In particular, in the catalyst system used in the present invention, there is almost no difference in reactivity between the monoolefin isomers, and there is no decrease in activity due to paraffins. It is suitable when using as a raw material a distillate that is industrially available at low cost, such as a mixture of Conjugated diolefins can be obtained at In addition, the catalyst system used in the present invention has a long catalyst life, and even if the catalyst strength is increased, the catalyst activity will not be adversely affected, so it is possible to perform stable reactions over a long period of time. It has the advantage that the yield does not decrease even if the speed is increased. The present invention will be explained in more detail with reference to Examples below. In addition, the reaction rate, selectivity, and single flow yield in Examples were calculated according to the following formula. At that time, if a corresponding conjugated diolefin existed in the monoolefin used as a raw material, that amount was removed from the amount of conjugated diolefin produced, and the partially isomerized monoolefin was treated as an unreacted monoolefin. . Furthermore, the representation of oxygen in the catalyst components has been omitted for the sake of brevity. Monoolefin reaction rate (%) = Reacted monoolefin (mol) / Supplied monoolefin (mol) x 100 Diolefin single stream yield (%) = Corresponding conjugated diolefin produced (mol) / Supplied mol olefin (mol) ) x 100 Diolefin selectivity (%) = Corresponding co-reacted diolefin produced (mol) / Reacted monoolefin (mol)

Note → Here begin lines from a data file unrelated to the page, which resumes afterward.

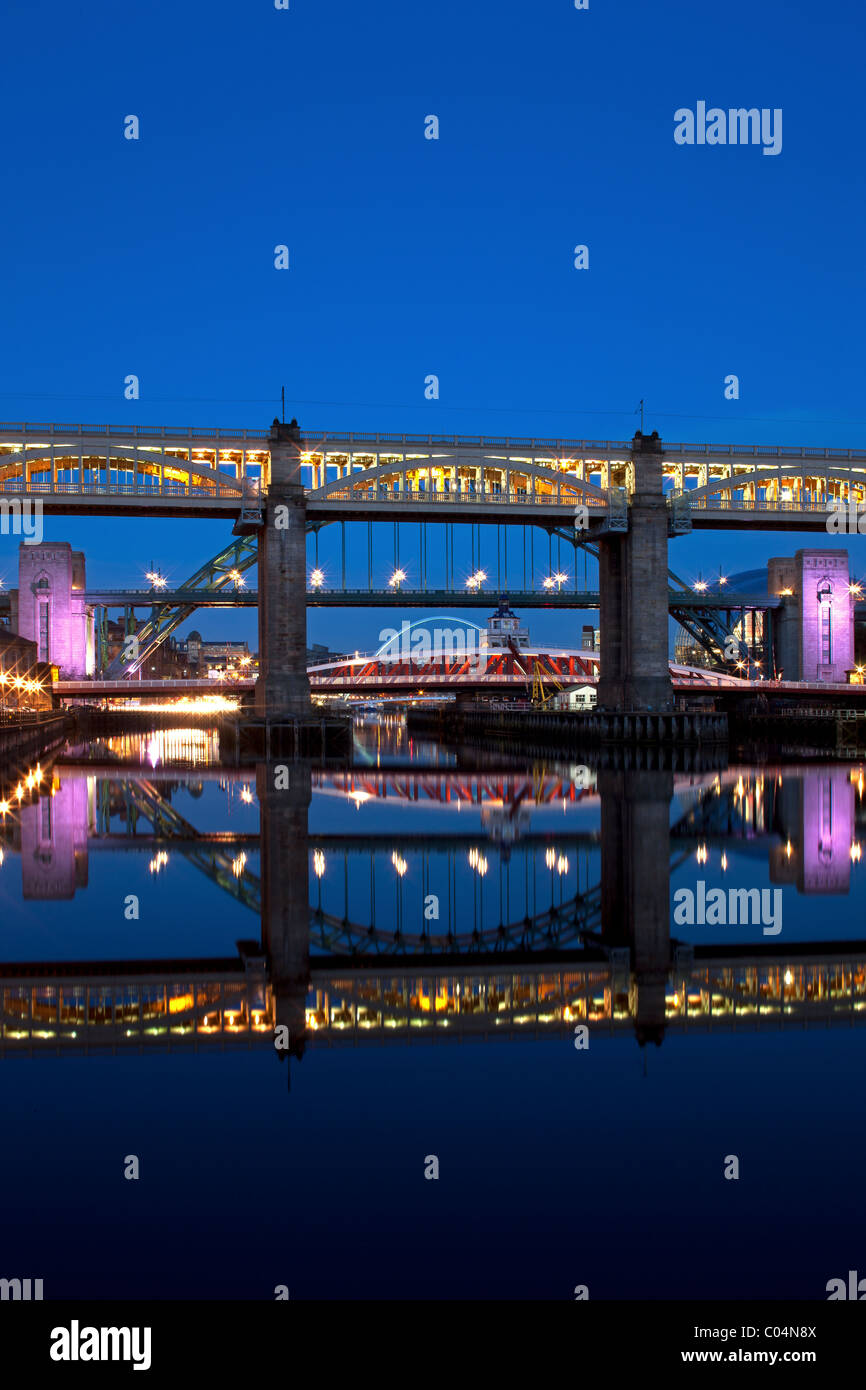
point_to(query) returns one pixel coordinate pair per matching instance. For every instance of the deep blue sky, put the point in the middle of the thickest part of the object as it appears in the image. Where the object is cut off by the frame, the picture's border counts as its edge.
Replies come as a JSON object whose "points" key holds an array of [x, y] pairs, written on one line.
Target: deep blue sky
{"points": [[410, 256]]}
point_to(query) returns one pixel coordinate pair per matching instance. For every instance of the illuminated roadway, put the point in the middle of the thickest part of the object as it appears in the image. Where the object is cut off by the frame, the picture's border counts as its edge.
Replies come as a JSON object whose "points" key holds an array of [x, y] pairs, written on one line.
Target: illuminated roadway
{"points": [[198, 471]]}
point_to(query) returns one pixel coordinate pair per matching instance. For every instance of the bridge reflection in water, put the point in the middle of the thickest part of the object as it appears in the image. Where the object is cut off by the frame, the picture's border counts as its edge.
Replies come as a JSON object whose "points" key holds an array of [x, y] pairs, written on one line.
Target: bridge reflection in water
{"points": [[603, 955]]}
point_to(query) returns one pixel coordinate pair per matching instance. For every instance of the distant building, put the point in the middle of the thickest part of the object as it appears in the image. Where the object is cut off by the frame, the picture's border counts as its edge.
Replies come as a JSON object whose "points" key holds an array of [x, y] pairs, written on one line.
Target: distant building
{"points": [[18, 662], [50, 609], [503, 630], [813, 630]]}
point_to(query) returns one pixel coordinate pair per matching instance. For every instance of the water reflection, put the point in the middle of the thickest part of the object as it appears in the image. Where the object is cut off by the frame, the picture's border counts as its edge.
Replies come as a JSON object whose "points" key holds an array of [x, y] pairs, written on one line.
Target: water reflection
{"points": [[421, 897]]}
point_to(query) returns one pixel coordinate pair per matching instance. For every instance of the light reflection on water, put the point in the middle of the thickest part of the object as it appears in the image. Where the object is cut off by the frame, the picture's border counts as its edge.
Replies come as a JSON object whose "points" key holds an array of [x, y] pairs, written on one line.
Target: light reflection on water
{"points": [[428, 894]]}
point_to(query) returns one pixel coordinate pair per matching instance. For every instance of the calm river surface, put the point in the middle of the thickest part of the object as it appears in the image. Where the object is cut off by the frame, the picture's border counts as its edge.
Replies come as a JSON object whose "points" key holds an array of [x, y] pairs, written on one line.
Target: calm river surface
{"points": [[581, 991]]}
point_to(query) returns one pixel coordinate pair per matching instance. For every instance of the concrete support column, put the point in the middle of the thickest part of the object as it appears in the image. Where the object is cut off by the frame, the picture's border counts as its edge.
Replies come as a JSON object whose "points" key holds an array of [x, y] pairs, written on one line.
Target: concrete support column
{"points": [[633, 580], [282, 688], [284, 792], [635, 886]]}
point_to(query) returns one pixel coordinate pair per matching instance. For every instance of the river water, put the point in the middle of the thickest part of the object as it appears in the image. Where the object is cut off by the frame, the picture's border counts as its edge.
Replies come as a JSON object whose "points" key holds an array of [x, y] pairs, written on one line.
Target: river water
{"points": [[583, 997]]}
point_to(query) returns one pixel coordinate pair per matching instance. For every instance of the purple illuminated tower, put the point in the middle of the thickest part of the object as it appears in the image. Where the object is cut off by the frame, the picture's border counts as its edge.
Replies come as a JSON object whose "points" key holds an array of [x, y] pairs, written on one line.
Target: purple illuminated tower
{"points": [[815, 626], [54, 841], [52, 609]]}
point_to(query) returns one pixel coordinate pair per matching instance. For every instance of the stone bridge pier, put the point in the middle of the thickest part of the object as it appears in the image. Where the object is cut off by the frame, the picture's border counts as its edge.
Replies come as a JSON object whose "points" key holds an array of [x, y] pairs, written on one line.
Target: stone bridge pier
{"points": [[282, 690], [284, 791], [633, 580], [635, 887]]}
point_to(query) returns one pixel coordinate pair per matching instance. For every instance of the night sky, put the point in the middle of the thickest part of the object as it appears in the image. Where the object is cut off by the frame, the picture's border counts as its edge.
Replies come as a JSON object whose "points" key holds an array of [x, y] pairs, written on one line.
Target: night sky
{"points": [[413, 256]]}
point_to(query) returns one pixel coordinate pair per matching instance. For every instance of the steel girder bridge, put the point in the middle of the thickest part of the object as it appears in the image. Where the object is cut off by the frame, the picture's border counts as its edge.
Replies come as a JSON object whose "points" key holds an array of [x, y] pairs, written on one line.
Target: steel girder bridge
{"points": [[191, 470], [220, 583], [88, 1007]]}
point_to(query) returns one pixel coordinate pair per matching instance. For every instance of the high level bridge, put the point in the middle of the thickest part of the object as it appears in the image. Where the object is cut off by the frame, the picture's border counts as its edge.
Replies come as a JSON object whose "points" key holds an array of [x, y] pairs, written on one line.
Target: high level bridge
{"points": [[626, 499]]}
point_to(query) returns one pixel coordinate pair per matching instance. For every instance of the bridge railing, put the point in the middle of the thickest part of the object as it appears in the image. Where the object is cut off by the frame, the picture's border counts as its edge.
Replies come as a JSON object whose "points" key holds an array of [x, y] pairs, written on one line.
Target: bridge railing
{"points": [[221, 487], [458, 496], [132, 431], [717, 503], [316, 439]]}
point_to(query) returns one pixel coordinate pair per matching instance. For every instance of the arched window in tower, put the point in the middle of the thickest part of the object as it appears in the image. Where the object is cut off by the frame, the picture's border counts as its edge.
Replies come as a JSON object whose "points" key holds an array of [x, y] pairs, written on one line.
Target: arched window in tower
{"points": [[824, 613], [43, 620]]}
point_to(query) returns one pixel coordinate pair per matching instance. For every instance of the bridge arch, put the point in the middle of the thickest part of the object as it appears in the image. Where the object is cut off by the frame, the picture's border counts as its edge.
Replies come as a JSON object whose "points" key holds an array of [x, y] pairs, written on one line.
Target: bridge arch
{"points": [[823, 484], [362, 480], [141, 464]]}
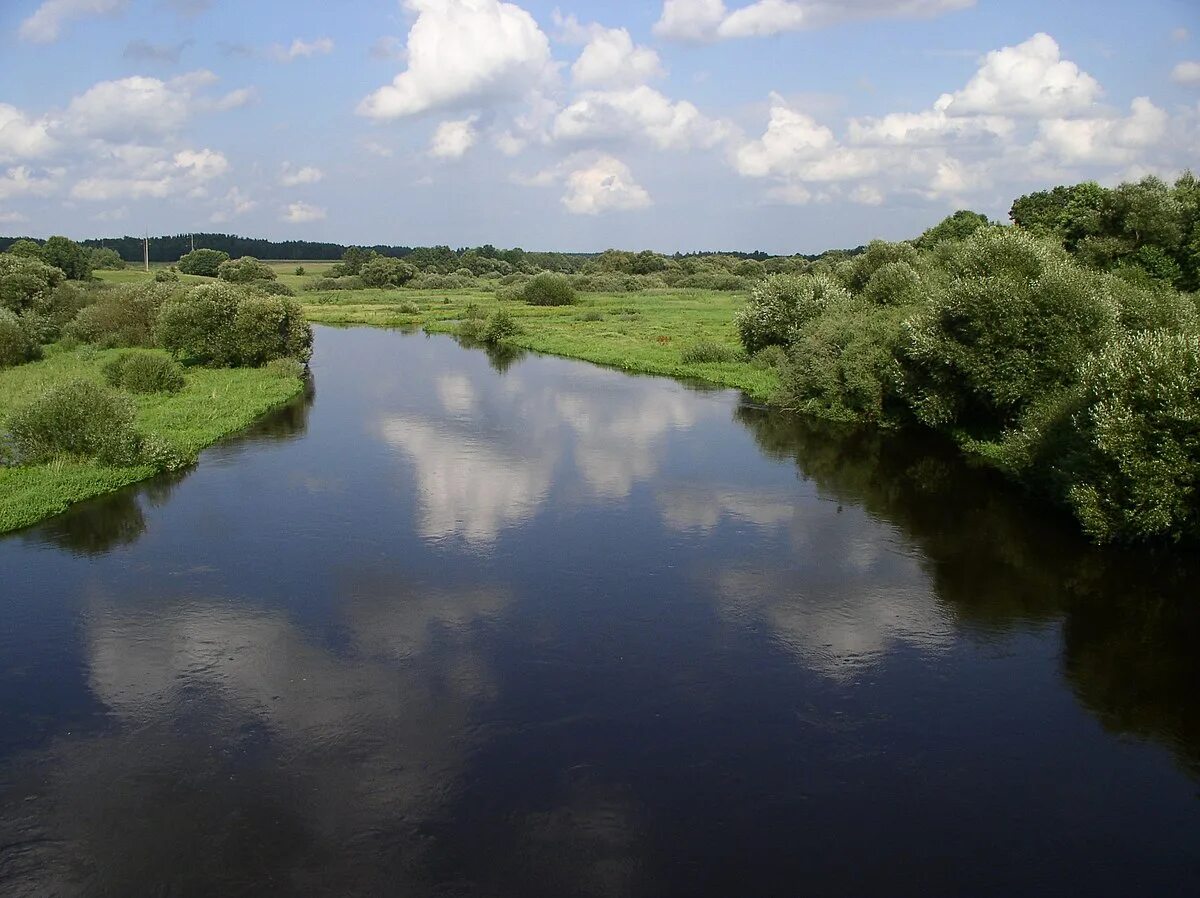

×100 Example 1 Bismuth nitrate 48.5g, nickel nitrate 145.4g,
45.6g of chromium nitrate and 92.5g of cadmium nitrate.
Solution A was prepared by adding to 150 ml of water and dissolving it under heating, and solution B was prepared by adding 2.42 g of copper nitrate to 200 ml of water and dissolving it. In addition, 212 g of ammonium molybdate was dissolved in 400 ml of warm water to prepare Solution C. After adding Solution B to Solution A and stirring thoroughly, add Solution C and stir vigorously. After adding 3% by weight aqueous ammonia to adjust the pH to 5, the mixture was evaporated to dryness on an oil bath. After drying this at 120℃ for 8 hours, 350℃
The primary firing was carried out for 4 hours in an air stream, and the obtained primary firing product was pulverized into 100 meshes or less. Next, silicon carbide powder (100 mesh or less) equivalent to 40% by weight of the pulverized primary fired product and 3
After adding an amount of silica equivalent to 20% by weight (silica sol equivalent to 20% by weight) and an appropriate amount of lubricant (ethylene glycol and methylcellulose warm water solution), knead with a grinder until it becomes sufficiently homogeneous. Extrusion mold to 3 mm and 1 cm length and dry at 120°C for 16 hours. This was heated to 400℃ for 2 hours under air circulation, and then heated to 550℃.
It was baked for 6 hours. The composition of the elements (the same applies hereinafter) excluding oxygen and the carrier of the obtained catalyst is shown as Mo 12 Bi 1 Cr 3 Ni 5 Cd 3 Cu 0.1 [Catalyst No. ( 1 )]. 75 ml of the catalyst obtained in this way was
Fill a 60cm stainless steel reaction tube and place in a metal bath.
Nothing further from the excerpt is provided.